Molly Was a Good Girl

Number 10

Although there was around two hundred people in the room with me, and people were pressing against me from all sides, it felt like he and I were the only people that existed. He screamed and shouted and spat the words to all of the loud, aggressive songs that sent shivers down my spine. He growled about sex, drugs and a lot of things I didn’t understand... what I did understand was just how much his lyrics moved me.
”My fall-back plan's gone out of action
Your helpless mind’s all out of action
Oh, oh! Can't I make you see
That I'm far from being holed up inside me”


The atmosphere was like nothing I had felt before. It was a mixture of people having the best night of their lives and a small group of people doing what they loved best, all in a place they were proud to call their home. Something in my gut clicked into place and I realised that this was exactly where I belonged.

“We’re gonna break it down for you motherfuckers right now... here’s a song that comes straight from my heart.”
The lighting changed, and the atmosphere did too. People calmed down and started swaying with the acoustic guitar and keyboard that was now playing. The gentle undulating notes and chords washed over my soul and I started to sway too, my mind being lulled into a perfect harmonious heaven.

Bert stepped up to the microphone and took a deep breath. The subtle movements he made, the slight nervousness of his steps, made me think that this song was very difficult for him to sing. The pain in his eyes was as clear as glass when he looked up to the ceiling and started to sing.

”This is a familiar junction
I’ve been down this road a hundred times
It seems I’ve crossed many oceans
And I’ll cross hundreds more before my prime
I never want to repeat this beat
It’s a story told by a million wives
Who are old and longing for better things...”

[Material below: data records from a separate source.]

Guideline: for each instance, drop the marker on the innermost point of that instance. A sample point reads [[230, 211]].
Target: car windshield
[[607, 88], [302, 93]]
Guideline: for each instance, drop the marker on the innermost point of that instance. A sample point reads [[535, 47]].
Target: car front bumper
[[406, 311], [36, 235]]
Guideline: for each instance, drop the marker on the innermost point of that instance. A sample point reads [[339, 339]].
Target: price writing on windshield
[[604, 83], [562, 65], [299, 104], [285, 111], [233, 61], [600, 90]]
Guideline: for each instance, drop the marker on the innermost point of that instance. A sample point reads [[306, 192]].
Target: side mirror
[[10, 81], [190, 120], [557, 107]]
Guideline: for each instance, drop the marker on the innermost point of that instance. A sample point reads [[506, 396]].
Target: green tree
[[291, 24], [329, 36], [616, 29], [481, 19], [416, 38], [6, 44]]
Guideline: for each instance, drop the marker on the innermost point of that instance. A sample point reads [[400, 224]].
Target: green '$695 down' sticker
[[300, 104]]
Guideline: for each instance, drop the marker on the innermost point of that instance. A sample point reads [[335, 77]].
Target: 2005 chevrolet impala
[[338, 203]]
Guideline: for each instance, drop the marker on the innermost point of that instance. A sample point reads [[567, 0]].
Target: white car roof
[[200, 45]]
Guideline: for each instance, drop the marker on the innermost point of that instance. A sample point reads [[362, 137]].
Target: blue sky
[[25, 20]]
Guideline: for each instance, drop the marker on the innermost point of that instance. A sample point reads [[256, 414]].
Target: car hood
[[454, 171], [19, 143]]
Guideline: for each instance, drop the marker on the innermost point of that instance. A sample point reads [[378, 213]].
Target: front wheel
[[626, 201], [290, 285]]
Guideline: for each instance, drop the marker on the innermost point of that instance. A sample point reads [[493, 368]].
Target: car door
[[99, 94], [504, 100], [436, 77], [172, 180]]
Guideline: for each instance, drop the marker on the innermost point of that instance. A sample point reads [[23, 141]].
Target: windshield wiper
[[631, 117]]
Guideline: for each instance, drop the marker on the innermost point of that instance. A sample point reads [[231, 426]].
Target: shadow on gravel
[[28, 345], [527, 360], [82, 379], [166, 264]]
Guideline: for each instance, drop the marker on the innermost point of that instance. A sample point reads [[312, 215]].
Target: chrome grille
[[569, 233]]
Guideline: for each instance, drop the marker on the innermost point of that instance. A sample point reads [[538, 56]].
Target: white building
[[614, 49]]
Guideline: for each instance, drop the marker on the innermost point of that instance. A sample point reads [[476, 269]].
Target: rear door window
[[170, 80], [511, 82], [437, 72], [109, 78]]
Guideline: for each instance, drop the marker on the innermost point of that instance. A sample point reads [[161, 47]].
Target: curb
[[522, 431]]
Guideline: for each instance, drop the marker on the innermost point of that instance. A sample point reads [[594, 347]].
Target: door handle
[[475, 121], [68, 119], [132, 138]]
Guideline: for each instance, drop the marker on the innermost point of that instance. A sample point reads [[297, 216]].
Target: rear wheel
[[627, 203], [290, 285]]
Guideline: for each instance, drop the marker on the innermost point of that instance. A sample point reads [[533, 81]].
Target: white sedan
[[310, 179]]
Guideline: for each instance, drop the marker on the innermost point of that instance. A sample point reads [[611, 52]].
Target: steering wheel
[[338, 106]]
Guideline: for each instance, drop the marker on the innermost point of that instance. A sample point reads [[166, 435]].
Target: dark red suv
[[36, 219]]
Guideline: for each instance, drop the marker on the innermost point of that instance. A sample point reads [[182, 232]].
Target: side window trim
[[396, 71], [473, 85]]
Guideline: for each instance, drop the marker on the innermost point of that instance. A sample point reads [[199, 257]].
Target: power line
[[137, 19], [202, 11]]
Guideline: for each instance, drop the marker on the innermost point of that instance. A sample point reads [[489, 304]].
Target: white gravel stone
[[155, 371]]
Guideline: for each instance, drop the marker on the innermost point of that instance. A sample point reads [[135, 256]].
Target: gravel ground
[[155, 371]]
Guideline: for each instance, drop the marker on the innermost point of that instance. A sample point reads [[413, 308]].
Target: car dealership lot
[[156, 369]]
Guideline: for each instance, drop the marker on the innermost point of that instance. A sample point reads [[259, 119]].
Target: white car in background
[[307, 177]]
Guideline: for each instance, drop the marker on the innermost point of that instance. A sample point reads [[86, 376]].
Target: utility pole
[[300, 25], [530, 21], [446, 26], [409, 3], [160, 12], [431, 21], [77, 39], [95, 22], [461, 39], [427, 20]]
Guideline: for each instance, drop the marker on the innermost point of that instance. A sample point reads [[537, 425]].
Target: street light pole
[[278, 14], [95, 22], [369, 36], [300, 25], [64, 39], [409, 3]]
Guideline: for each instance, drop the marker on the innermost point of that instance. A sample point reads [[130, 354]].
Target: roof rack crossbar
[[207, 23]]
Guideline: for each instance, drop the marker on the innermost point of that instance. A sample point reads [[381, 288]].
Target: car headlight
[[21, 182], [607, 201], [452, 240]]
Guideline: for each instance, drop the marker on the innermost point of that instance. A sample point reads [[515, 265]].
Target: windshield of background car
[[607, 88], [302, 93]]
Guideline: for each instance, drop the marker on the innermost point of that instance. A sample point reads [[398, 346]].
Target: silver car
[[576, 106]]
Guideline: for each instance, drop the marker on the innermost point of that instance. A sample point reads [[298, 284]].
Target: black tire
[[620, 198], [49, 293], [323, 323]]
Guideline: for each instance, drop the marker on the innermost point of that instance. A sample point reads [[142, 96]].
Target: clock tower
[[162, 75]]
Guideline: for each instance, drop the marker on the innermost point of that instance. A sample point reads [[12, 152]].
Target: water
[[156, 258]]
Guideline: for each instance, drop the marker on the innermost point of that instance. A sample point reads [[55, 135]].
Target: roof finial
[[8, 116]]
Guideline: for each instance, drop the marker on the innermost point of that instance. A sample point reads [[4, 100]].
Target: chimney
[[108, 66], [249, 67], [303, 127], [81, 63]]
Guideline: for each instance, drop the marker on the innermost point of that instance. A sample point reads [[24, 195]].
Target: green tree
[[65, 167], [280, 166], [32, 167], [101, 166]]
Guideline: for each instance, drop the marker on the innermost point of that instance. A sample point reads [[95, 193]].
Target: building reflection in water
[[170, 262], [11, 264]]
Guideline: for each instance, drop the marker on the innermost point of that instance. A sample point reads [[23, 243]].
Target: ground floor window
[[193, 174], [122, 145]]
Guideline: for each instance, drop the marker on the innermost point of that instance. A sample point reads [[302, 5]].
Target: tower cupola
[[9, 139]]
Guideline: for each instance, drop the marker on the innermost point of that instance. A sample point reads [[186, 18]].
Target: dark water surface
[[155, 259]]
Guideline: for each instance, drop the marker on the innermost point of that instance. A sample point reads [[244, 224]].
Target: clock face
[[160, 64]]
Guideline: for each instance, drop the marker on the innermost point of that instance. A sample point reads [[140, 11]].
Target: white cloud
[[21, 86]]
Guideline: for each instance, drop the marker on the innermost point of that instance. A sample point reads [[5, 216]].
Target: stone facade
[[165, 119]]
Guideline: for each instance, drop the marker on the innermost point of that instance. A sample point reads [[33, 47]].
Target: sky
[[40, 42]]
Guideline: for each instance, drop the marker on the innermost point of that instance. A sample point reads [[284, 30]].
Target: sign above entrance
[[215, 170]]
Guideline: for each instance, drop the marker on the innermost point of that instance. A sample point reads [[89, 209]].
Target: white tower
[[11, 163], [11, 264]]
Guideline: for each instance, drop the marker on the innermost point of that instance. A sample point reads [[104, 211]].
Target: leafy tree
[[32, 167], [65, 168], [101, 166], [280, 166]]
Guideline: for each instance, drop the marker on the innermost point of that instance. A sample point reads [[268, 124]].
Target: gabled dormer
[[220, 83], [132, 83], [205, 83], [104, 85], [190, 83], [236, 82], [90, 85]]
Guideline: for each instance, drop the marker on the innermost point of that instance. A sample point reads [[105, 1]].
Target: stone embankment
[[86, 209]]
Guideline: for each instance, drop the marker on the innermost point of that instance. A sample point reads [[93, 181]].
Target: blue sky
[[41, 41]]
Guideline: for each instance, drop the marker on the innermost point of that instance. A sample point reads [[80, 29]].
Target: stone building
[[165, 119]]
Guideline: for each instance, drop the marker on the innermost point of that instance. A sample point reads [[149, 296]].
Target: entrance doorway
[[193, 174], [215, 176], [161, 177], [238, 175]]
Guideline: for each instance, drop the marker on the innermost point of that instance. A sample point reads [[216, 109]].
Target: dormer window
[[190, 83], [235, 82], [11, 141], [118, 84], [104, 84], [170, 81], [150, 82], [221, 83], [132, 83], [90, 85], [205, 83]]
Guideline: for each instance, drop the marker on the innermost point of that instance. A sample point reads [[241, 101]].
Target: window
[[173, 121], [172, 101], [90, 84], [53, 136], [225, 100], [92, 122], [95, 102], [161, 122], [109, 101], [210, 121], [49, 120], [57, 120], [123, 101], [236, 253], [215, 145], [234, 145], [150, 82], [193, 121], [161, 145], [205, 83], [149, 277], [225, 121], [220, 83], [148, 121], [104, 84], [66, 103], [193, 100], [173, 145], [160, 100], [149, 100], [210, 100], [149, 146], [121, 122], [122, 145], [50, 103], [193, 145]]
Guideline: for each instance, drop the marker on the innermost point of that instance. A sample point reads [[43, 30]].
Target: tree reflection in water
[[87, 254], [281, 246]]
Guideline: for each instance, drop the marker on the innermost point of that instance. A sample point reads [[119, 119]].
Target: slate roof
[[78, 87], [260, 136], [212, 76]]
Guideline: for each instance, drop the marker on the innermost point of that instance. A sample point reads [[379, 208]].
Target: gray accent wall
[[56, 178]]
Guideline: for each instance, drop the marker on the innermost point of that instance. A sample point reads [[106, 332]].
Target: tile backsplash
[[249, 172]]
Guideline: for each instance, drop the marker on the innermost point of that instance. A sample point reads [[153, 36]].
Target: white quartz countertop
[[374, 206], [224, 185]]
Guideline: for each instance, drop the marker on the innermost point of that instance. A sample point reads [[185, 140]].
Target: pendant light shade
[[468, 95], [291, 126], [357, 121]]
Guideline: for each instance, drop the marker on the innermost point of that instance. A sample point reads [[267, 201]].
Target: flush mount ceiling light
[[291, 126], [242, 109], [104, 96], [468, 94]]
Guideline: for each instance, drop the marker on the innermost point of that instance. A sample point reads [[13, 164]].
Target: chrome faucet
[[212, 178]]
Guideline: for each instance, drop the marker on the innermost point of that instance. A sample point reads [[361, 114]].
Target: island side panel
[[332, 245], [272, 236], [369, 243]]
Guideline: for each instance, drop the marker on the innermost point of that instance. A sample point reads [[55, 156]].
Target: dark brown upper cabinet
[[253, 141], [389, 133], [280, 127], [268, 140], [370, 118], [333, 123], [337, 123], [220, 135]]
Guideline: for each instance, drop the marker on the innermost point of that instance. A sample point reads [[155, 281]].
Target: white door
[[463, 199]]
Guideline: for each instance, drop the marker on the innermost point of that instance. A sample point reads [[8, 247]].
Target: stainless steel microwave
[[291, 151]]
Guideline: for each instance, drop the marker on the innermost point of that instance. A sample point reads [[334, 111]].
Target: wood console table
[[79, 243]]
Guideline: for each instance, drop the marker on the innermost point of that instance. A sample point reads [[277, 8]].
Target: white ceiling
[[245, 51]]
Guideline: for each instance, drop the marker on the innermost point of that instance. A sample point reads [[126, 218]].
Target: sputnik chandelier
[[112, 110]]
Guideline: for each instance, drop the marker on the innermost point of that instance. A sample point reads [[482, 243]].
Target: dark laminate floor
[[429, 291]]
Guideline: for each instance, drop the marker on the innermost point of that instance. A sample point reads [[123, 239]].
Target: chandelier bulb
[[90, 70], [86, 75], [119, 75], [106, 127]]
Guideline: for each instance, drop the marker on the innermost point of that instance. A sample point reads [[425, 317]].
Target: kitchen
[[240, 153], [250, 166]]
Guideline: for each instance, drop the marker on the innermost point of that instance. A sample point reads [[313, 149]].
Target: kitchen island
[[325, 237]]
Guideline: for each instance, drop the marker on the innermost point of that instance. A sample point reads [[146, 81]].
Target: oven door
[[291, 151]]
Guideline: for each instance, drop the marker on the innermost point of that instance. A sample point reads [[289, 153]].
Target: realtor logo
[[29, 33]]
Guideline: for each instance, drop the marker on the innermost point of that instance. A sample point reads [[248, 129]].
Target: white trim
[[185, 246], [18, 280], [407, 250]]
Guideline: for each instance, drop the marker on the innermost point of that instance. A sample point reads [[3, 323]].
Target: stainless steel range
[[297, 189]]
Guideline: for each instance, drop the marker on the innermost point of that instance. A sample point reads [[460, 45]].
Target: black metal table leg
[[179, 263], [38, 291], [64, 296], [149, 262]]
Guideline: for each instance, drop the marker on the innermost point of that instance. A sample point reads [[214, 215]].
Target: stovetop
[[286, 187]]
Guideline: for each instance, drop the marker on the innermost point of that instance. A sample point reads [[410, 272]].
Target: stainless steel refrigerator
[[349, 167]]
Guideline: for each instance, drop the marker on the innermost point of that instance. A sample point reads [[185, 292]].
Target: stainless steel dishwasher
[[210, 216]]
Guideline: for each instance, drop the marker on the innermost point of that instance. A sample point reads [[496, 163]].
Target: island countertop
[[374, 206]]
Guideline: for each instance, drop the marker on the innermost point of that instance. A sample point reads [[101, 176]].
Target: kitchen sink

A second chill ran down my spine, and I could feel the agony in his lyrics. His voice broke and made me want nothing more than to wrap him in my arms and make everything better for him. Something horrible had happened to him and I wanted so badly to be the one to make it all right...

The song drew to a close and the sight that came from the crowd made me realise that every single other female in the audience had been thinking the same thing as me. I felt stupid, to say the least.